He said the report is based on “a series of fabricated data provided by the Zionist regime” dating back to more than two decades ago.
All accusations about Iran’s past nuclear activities were terminated under United Nations Security Council Resolution 2231, which formally endorsed the 2015 Iran nuclear deal, formally known as the Joint Comprehensive Plan of Action (JCPOA), he added.
Gharibabadi also noted that the report by the UN’s nuclear watchdog is once again raising old “unsubstantiated issues” intended for “new political exploitation against Iran.”
“Iran is neither pursuing nuclear weapons nor does it possess any undeclared nuclear materials or activities. Iran has hitherto remained committed to all of its obligations. The cost that Iran has borne has been for the sake of preserving its dignity, honor, progress, and steadfastness in the face of coercion and the hegemonic ambitions of certain powers,” he said.
“Should these states choose to abuse Iran’s patience and persist in their erroneous path, Iran will be compelled—commensurate with the evolving circumstances and actions of the other parties—to adopt and implement appropriate decisions, the responsibility, consequences, and ramifications of which shall rest entirely with those states.”
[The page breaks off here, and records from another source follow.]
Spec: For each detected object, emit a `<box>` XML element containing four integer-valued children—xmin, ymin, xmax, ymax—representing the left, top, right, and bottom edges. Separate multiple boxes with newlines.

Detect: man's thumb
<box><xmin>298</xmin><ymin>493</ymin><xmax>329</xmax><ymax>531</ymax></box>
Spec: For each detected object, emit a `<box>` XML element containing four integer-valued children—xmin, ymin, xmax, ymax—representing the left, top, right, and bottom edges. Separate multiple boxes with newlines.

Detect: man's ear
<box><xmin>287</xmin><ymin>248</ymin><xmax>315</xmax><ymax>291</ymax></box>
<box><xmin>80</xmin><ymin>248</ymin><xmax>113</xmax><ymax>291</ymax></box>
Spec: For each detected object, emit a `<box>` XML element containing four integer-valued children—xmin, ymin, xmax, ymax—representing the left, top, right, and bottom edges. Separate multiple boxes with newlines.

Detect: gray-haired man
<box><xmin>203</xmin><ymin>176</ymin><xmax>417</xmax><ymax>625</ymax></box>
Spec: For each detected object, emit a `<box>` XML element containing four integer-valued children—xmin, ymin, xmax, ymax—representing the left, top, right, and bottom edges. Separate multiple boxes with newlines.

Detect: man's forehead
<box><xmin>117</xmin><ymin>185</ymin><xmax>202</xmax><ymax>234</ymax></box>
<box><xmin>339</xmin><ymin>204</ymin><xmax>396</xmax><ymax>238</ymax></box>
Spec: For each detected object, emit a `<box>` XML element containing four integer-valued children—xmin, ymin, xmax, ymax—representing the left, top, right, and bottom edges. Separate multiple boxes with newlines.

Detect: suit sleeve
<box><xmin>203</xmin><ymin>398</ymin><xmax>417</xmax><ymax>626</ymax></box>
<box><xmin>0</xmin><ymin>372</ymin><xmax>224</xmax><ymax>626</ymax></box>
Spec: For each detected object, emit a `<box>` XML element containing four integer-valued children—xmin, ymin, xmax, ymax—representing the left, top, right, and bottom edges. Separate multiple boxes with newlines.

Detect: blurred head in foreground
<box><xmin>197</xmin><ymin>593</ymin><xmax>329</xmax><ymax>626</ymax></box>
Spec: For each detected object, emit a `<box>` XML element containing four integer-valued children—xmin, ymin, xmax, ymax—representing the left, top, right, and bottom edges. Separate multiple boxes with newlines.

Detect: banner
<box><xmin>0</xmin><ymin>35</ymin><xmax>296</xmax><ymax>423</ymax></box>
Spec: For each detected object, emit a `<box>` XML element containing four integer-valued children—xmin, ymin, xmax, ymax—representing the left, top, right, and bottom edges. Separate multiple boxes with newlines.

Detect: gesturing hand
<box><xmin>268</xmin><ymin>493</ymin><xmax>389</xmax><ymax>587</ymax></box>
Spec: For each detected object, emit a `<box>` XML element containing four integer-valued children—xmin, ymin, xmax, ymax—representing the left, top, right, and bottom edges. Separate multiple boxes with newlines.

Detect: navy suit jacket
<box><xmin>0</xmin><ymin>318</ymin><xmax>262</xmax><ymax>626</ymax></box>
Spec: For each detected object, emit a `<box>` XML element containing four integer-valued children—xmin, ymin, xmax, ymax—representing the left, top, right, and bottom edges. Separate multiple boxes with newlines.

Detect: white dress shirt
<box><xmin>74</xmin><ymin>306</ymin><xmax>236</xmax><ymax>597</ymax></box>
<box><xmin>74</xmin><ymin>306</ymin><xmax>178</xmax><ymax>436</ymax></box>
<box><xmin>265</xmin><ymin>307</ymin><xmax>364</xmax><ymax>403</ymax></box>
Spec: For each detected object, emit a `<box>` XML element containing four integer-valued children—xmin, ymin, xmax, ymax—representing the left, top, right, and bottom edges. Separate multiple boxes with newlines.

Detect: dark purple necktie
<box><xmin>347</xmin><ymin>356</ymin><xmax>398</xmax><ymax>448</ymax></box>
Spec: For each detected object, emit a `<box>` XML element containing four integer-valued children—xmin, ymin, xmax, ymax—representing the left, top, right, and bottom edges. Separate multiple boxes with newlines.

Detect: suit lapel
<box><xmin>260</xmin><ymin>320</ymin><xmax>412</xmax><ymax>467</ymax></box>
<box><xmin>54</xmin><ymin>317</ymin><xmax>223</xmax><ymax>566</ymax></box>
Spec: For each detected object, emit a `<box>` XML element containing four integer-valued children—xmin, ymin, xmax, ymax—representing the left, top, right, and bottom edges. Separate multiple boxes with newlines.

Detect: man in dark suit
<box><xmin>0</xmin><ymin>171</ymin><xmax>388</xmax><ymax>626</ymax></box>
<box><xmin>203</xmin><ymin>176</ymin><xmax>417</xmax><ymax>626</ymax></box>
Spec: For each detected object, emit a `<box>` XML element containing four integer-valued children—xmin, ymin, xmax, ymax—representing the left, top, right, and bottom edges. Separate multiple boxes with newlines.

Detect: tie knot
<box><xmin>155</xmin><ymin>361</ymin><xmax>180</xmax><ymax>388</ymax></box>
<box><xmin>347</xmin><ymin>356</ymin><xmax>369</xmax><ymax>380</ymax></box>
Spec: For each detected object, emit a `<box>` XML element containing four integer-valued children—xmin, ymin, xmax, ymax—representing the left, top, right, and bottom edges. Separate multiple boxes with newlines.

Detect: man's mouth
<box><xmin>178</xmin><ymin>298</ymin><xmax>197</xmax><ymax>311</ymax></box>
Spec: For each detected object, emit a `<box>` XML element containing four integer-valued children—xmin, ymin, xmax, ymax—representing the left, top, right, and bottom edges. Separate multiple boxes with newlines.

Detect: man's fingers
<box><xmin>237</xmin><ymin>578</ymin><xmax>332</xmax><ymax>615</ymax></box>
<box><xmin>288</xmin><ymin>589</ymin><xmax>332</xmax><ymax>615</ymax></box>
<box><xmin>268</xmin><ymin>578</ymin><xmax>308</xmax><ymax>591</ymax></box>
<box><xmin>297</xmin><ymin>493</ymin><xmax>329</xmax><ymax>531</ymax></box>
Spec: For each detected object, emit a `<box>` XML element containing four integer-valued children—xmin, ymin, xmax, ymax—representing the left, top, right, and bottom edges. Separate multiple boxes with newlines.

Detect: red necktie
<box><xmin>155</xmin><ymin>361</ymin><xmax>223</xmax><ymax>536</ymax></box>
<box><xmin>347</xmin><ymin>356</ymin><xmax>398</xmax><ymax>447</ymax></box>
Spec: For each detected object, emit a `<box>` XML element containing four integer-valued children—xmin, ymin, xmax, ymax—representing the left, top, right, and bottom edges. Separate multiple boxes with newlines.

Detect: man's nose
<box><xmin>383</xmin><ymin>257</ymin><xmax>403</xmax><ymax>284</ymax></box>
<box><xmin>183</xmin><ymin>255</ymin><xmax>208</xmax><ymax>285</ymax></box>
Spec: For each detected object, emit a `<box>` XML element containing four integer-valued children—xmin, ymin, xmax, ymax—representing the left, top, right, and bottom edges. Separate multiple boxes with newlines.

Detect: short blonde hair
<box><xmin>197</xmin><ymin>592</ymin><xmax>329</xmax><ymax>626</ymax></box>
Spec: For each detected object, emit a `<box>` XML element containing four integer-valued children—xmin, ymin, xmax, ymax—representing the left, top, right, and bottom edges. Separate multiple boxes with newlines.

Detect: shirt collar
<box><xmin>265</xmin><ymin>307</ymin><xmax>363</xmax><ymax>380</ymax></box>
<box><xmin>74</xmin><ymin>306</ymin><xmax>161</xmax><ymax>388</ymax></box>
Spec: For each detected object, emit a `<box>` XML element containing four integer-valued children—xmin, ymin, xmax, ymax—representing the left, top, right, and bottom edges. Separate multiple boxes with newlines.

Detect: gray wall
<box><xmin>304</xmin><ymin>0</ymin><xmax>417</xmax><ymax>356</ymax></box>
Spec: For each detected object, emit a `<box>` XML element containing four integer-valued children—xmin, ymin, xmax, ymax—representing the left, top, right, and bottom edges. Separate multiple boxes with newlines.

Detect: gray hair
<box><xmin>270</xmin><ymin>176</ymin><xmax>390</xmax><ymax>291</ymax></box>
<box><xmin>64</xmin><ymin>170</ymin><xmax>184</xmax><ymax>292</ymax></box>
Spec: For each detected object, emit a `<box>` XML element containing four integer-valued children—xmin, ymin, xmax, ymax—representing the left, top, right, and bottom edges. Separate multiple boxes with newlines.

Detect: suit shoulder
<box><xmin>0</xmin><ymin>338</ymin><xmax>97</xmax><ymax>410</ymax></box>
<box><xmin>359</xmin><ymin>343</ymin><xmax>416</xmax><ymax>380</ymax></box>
The deputy foreign minister further emphasized that the IAEA - under political pressure from certain states- has turned into a tool of pressure against the Islamic Republic.
Expressing concerns about Iran’s nuclear materials and activities is a mere pretext to fabricate a contrived sense of alarm, particularly in a region where the nuke-armed Zionist regime remains outside all instruments of weapons of mass destruction disarmament treaties, he pointed out.
“So long as a country’s nuclear activities are under the IAEA’s monitoring, there is no cause for concern.”